(2003 to 2005)

Always calling dispose (Part II of an endless series)

Mon Oct 4 15:18:00 UTC+1100 2004


You see. This is the whining bullshit that I'm talking about. And I didn't even say anything in this thread.

Here's another tome I was compelled to write, but that I won't be posting.



Ryan Heath wrote:
> Lets put the record straight for all the .net programmers out there
> (and for ourselfs)

OK: IDisposable is broken.

> - There is no diff between Close and Dispose (if implemented correctly)


> other than that after a Dispose, the object is not usable for other actions

That's one difference. What about the fact that Dispose is optional and Close is probably not? What about that Dispose can be called any number of times but Close probably not? What about that Dispose can't throw exceptions (the stupidest thing I ever heard of; what if there's an exception?) but Close probably can?

> - use (whenever appropriate)

What constitutes appropriate? This is like telling someone 'obey the law' and then not telling them what the law is.

> - don't use Dispose/Close when you do not control the objects lifetime

What is 'Close'? You mean Stream.Close()? SqlConnection.Close()? Door.Close()?

Close is a 'word'. It doesn't mean anything to this discussion without specific context.
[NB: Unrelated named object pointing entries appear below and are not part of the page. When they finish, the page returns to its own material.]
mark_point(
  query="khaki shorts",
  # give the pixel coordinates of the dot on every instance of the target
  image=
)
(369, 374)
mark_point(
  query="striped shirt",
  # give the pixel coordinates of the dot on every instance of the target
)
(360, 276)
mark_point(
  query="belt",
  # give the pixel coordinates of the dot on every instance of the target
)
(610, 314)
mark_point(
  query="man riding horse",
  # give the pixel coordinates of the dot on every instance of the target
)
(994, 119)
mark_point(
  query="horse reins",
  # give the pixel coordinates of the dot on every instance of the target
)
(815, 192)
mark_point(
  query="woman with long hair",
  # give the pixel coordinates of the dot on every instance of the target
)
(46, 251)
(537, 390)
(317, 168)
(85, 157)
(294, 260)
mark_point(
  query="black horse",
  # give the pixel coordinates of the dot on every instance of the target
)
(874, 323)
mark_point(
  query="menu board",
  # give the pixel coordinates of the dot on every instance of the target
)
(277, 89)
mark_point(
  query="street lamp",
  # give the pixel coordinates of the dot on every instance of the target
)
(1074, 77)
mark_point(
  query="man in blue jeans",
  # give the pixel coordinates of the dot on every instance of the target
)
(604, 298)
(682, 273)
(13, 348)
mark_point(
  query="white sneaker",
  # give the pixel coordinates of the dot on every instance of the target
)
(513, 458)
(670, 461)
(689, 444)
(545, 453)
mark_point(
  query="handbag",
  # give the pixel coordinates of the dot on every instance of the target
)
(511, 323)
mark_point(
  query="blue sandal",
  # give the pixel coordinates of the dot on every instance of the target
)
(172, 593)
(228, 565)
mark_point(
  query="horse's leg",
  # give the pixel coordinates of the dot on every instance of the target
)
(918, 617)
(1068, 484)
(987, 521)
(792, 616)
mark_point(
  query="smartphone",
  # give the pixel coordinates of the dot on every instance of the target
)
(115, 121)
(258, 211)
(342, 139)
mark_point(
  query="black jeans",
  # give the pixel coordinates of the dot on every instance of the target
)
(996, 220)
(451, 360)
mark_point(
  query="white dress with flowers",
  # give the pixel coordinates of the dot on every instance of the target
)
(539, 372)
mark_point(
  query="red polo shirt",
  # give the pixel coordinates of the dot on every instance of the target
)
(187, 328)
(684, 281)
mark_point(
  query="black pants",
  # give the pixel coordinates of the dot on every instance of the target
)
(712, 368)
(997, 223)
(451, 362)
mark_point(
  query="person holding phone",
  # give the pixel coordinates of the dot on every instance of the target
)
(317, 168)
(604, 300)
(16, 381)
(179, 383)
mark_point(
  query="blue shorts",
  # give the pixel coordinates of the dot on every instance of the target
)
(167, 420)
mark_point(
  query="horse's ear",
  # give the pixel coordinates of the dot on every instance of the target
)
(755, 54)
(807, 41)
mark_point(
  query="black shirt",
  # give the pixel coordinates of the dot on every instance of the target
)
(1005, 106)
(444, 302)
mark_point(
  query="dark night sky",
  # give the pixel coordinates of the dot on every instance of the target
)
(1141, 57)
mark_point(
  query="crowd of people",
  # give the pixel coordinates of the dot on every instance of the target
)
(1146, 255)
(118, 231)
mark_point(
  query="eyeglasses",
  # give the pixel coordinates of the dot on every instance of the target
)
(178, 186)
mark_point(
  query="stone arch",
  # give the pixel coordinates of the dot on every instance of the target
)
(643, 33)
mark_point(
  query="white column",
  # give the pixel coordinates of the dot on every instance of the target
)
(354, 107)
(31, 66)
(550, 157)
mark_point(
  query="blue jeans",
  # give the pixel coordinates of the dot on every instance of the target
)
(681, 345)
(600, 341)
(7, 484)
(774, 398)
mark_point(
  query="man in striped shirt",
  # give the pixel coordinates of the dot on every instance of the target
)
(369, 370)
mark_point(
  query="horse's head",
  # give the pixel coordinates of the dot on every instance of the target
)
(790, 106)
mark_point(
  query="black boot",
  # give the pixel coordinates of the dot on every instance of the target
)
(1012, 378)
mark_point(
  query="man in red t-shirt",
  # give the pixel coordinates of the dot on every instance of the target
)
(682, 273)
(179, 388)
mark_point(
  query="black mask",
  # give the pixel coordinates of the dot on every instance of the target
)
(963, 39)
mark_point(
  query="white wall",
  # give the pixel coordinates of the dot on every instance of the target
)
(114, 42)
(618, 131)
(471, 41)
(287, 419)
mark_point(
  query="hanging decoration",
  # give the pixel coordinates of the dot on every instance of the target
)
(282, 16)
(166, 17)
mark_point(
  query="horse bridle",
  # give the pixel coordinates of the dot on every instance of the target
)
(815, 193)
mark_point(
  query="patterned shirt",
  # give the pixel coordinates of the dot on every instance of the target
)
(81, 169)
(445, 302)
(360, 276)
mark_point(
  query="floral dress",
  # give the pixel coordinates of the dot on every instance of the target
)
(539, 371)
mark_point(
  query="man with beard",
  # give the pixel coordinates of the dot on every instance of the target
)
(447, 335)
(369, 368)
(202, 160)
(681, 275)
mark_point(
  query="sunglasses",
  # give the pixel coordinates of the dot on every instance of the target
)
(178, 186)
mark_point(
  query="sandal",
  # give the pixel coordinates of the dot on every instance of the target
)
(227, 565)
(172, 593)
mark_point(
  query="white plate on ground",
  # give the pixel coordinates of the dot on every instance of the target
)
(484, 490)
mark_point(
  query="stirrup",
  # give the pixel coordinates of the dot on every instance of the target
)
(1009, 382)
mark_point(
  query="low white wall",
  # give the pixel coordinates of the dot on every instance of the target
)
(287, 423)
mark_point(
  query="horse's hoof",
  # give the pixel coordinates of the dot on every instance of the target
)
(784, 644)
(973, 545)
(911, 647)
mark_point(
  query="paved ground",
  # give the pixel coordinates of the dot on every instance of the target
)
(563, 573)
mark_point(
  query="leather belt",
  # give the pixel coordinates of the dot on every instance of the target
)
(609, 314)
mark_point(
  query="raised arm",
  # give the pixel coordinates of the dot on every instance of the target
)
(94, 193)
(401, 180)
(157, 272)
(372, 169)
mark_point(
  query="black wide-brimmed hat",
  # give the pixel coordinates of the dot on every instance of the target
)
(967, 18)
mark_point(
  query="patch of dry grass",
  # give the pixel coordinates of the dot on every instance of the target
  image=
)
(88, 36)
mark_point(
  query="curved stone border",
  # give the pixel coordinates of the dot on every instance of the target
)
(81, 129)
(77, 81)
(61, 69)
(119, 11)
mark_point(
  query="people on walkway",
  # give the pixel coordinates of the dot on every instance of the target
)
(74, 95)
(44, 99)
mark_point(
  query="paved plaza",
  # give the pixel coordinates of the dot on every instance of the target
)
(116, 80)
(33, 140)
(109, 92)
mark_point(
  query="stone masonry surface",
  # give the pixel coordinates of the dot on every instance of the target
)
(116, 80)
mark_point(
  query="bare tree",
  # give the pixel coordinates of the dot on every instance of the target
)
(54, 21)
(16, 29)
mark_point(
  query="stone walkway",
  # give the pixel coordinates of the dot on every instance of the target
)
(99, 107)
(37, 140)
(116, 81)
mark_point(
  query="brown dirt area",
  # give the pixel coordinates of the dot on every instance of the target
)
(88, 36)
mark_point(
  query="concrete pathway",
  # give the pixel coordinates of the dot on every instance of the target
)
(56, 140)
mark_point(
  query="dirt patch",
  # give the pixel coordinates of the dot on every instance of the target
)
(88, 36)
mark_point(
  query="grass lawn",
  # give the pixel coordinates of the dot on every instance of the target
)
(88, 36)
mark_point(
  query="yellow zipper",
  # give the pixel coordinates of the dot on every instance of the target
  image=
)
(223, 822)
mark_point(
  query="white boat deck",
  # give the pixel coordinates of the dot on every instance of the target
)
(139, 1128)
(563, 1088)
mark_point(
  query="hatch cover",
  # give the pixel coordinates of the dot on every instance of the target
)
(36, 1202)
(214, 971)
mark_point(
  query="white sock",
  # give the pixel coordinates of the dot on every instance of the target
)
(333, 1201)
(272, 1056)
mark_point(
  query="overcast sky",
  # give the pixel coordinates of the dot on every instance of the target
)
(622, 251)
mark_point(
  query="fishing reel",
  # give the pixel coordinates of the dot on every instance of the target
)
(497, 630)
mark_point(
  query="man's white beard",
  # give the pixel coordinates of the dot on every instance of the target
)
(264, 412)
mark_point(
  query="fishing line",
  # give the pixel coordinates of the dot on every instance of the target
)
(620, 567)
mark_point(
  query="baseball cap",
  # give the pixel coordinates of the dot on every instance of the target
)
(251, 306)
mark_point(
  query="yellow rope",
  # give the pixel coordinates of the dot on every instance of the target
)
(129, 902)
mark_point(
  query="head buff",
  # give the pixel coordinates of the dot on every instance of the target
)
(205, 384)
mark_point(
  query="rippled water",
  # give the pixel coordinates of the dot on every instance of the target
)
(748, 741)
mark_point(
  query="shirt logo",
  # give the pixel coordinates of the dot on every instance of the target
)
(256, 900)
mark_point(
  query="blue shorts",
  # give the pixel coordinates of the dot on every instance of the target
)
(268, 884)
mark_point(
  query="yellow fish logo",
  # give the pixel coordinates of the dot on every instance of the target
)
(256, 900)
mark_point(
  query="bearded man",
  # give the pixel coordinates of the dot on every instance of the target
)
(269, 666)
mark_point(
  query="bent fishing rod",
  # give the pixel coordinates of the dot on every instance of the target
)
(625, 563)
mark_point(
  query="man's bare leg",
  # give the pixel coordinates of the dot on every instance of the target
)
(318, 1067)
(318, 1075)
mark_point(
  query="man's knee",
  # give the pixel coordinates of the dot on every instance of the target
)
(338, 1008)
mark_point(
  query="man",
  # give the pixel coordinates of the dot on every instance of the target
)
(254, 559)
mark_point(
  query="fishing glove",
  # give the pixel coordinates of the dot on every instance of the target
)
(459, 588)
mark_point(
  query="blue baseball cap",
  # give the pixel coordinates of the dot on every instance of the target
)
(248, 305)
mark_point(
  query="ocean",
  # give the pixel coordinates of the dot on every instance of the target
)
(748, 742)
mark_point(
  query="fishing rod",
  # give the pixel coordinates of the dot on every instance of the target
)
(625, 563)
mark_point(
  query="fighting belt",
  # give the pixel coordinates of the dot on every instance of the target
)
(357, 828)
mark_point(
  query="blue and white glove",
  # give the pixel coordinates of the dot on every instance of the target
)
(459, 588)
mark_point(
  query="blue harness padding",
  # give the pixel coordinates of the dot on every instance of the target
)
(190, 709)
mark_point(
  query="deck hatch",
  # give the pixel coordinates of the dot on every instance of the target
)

I assume when you say Dispose you mean IDisposable.Dispose, which is definitely different to SqlConnection.Close() which in turn is different to Stream.Close() and almost certainly different to Door.Close().

> I think thats about it...

If only that were so.

> Anyone more suggestions to add to this list?

- IDisposable is an interface with a single method, Dispose, that you can *optionally* call when you are finished with an object to affect immediate release of its unmanaged resources. If you don't call Dispose then these unmanaged resources will be released in a finaliser.

- Close is the name of a method that you will find on many interfaces, typically with a matching Open() method. A common pattern is that if you call Open() once you must guarantee to call Close() once.

- Doing more in IDisposable.Dispose than releasing unmanaged resources and invalidating the instance undermines the usefulness of the interface, because developers can not be sure of how to treat it when there is a question mark over ownership or scope. Developers who come to rely on the 'extended' contract may have a problem in the future. Developers who are forced to rely on the 'extended' contract will be furious.

- Having 'using' target the IDisposable undermines its usefulness as a C# language integration feature for use as a scoping tool. Because in order to maintain the integrity of the IDisposable interface nothing other than the release of unmanaged resources should be done with it. Thus making 'using' useless in a purely managed environment.

- IDisposable is tightly integrated to the .NET component model, forcing tight ownership.

- IComponent defines a Disposed event that seems to somehow be related to the optional IDisposable.Dispose method.

- Sometimes specs claim 'Dispose' is called but IDisposable.Dispose isn't called. For example, there are situations where ControlCollection.Dispose() is called directly rather than IDisposable.Dispose(). ControlCollection.Dispose() and IDisposable.Dispose() on ControlCollection are not the same thing! If ControlCollection.Dispose does the same thing as the IDisposable.Dispose method on ControlCollection then if ControlCollection is not sealed then it should be implemented like this:

public class ControlCollection : ..., IDisposable {

  void IDisposable.Dispose() {

    // release unmanaged resources
    // suppress finalization


  ~ControlCollection() {

    // release unmanaged resources


  public void Dispose() {



- Interfaces should be implemented *on the interface* for all but sealed classes.

- IDisposable started life as a hack for deterministic finalisation but tried to grow in its scope, and failed.

- IComponent declares IDisposable even though many IComponent objects do not own unmanaged resources.

- Some classes in the BCL implement IDisposable.Dispose but do more than release unmanaged resources. As a result you have to question whether you should or should not be calling Dispose on any given instance.

- IDisposable is only suitable or useful for strong ownership situations. The entire point of the GC is that you don't need to worry about strong ownership. That is, IDisposable goes a long way to undermining the facility in GC, particularly because of its poor specification and implementation. You really can't expect anyone to call Dispose in a managed environment where 'sharing resources' is supposed to be trouble free.

- IDisposable sucks and blows at the same time!